Fig. 6

Fin Regeneration Is Accelerated in miR-223-Deficient Embryos

(A) Apical epithelial cell were sorted from the Tg(krt4:GFP)^pu11 and RT-PCR of lineage-specific markers were performed as described in Figure 5A. krt4, apical epithelial cell marker.

(B) Real-time qPCR of miR-223.

(C) Quantification of neutrophil recruitment at 6 hpw in embryos from Tg(krt4: RFP-miR-223 sponge)^pu12 and Tg(krt4: RFP)^pu13.

(D and E) Tg(krt4: RFP-miR-223 sponge)^pu12 and Tg(krt4: RFP)^pu13 were crossed with Tg(NF-κB:GFP). Representative images and quantification of GFP signal at the wound edge at 6 hpw.

(F) Representative confocal images of embryos from Tg(NF-κB:GFP/krt4: RFP-miR-223 sponge)^pu12 at 6 hpw.

(G and H) Tailfin regeneration in WT and miR-223^−/− embryos. Tailfin transection was performed at 3 dpf. The length of regenerated tailfin was measured as the distance between the blue and yellow dash lines.
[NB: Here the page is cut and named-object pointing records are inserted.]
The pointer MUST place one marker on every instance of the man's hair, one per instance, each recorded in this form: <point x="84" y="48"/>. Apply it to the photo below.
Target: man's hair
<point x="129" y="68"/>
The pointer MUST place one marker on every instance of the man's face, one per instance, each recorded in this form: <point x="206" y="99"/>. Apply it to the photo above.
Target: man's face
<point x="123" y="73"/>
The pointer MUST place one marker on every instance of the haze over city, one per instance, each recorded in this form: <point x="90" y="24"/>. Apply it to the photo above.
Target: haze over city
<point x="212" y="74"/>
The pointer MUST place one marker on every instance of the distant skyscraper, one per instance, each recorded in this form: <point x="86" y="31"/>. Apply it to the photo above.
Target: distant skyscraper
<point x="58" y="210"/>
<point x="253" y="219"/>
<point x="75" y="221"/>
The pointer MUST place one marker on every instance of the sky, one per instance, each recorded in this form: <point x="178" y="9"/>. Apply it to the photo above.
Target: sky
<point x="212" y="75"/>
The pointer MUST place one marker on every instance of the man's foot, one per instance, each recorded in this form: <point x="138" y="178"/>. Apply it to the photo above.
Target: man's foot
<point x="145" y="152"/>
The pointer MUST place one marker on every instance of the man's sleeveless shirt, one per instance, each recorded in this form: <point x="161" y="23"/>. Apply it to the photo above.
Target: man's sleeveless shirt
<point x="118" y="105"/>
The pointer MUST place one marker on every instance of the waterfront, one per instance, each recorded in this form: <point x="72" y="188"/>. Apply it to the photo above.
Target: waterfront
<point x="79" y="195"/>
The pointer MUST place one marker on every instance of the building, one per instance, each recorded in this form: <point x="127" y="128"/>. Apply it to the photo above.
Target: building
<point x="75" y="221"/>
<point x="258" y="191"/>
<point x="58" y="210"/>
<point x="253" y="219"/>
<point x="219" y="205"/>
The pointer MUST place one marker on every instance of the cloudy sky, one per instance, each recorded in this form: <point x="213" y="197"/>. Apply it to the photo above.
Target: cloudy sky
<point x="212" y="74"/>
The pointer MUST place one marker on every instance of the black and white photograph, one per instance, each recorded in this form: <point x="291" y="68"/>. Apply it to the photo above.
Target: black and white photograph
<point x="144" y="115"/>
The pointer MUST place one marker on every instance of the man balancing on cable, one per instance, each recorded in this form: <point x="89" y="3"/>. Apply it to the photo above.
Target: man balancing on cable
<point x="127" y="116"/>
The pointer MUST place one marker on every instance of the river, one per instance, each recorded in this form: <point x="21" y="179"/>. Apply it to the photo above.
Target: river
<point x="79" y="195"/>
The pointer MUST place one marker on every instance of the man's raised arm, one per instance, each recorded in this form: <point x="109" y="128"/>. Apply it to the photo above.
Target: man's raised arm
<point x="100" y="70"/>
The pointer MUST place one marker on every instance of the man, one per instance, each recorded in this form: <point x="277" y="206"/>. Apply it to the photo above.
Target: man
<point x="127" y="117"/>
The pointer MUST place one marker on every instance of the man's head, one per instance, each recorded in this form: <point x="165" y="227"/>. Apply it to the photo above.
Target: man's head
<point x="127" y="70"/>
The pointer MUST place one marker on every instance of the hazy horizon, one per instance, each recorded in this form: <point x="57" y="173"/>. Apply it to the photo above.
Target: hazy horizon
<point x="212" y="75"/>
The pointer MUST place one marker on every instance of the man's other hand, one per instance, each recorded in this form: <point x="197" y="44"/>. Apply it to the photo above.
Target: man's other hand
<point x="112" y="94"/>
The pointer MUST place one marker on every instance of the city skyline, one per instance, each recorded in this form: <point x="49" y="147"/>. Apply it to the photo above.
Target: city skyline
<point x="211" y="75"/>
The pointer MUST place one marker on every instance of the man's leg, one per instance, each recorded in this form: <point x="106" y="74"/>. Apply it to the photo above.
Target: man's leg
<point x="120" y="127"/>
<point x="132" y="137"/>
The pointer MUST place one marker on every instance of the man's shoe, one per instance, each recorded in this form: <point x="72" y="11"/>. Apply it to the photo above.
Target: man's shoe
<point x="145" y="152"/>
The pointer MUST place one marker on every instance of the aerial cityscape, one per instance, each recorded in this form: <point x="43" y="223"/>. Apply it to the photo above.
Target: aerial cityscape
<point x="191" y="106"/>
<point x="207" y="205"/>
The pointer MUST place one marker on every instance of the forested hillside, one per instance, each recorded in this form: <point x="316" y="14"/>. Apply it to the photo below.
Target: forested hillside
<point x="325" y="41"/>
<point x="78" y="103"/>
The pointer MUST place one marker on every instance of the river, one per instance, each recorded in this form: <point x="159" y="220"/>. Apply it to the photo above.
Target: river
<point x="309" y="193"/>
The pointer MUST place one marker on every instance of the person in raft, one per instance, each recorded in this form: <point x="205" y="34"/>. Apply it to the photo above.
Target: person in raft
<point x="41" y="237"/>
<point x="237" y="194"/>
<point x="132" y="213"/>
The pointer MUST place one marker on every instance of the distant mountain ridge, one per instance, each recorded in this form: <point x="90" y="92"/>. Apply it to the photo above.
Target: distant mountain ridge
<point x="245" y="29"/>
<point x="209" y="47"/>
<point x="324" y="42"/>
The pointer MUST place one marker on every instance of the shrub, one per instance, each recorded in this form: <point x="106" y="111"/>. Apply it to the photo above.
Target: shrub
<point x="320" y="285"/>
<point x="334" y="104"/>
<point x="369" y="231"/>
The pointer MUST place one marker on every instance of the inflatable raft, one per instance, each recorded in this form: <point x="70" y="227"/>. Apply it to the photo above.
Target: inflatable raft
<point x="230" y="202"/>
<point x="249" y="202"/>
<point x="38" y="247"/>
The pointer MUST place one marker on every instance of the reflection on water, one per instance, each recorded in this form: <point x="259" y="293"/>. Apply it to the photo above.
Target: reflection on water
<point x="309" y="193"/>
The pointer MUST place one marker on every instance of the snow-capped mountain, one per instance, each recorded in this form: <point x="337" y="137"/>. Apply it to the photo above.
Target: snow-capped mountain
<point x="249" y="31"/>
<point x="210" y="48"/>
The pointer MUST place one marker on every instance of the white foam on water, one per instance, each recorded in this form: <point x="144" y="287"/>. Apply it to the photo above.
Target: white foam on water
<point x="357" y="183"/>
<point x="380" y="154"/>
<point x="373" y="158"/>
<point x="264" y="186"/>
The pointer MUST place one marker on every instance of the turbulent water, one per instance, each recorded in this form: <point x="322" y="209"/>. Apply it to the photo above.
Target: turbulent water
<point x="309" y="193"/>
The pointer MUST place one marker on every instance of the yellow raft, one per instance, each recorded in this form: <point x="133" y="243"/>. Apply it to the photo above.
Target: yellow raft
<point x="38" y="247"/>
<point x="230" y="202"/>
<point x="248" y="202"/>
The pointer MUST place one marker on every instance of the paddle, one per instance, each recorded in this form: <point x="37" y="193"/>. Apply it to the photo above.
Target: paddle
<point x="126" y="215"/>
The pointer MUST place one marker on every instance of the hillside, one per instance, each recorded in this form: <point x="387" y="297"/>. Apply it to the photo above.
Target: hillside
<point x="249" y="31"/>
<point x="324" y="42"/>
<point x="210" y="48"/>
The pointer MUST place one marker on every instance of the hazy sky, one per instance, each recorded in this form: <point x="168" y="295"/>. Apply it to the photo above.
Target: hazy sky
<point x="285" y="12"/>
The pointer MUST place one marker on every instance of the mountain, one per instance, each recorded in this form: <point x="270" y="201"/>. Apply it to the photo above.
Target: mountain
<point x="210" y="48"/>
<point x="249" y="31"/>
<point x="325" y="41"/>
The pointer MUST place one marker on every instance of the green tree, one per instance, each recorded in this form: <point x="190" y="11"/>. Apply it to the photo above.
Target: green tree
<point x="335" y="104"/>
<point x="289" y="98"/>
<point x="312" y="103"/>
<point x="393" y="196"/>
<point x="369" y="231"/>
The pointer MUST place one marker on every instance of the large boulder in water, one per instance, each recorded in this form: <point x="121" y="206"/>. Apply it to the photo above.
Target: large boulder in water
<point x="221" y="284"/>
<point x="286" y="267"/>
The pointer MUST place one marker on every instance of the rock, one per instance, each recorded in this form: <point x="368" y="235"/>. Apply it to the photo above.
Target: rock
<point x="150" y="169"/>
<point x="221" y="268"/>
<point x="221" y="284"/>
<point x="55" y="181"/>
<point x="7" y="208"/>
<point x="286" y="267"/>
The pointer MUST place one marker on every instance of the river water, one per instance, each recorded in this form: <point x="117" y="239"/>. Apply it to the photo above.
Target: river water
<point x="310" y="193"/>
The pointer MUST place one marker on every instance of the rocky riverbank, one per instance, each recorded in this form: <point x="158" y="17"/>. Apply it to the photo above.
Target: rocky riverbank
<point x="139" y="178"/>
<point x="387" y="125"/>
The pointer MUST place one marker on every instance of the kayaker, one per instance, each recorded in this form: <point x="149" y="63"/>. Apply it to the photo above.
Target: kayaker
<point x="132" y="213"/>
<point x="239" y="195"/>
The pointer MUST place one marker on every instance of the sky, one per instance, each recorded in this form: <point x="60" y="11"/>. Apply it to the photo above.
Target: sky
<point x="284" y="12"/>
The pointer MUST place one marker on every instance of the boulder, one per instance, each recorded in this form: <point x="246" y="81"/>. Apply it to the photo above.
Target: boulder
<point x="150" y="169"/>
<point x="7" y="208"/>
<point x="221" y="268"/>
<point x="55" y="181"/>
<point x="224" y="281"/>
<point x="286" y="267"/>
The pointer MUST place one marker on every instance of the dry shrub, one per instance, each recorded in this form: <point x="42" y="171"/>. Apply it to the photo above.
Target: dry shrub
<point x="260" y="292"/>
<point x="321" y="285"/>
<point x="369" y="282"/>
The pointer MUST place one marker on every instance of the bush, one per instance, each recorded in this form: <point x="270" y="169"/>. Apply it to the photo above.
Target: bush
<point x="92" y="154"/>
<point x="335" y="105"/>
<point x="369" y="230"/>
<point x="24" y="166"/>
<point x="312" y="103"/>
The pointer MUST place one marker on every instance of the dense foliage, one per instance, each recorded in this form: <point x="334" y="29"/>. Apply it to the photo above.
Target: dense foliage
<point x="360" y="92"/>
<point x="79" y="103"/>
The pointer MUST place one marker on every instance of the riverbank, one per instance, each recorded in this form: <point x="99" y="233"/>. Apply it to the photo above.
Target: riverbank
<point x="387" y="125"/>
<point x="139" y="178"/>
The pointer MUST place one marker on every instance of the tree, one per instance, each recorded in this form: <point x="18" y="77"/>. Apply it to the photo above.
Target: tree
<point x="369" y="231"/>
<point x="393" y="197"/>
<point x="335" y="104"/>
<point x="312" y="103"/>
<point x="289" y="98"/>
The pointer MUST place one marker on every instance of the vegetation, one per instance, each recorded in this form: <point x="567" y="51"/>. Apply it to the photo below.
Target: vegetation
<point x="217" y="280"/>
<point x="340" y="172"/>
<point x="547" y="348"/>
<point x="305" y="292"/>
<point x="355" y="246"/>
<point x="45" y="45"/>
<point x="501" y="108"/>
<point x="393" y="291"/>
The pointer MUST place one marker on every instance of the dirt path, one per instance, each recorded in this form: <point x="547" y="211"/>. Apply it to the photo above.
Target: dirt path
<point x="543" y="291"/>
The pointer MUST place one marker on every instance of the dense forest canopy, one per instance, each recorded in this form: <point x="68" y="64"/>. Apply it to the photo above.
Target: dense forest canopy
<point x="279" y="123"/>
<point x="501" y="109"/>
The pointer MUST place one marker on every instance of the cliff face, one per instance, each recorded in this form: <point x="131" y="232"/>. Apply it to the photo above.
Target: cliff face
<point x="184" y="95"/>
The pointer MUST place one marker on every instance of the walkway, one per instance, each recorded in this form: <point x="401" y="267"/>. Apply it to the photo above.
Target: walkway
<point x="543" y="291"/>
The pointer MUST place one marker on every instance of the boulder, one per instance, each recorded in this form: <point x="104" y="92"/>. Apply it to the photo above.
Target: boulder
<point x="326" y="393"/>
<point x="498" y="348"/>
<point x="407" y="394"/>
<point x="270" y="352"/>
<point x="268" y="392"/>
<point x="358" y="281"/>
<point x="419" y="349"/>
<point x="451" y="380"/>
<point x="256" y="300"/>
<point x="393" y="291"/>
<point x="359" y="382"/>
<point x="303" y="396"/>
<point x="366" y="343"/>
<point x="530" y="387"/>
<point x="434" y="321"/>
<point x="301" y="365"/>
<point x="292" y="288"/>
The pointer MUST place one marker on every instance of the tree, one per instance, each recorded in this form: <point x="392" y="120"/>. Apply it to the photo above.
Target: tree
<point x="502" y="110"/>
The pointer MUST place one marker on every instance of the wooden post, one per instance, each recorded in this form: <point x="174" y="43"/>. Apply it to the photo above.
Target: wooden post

(G) Representative images of tailfins at indicated time points.

(H) Quantification of the length of tailfin at different time points (mean ± SD; n > 20 in each group).

Scale bars, 100 μm (D and G), 20 um (F). Data are representative of three independent experiments (C, E, and H) or of two independent experiments (A and B). ^∗p < 0.05, ^∗∗p < 0.01, and ^∗∗∗∗p < 0.0001, unpaired Student’s t test.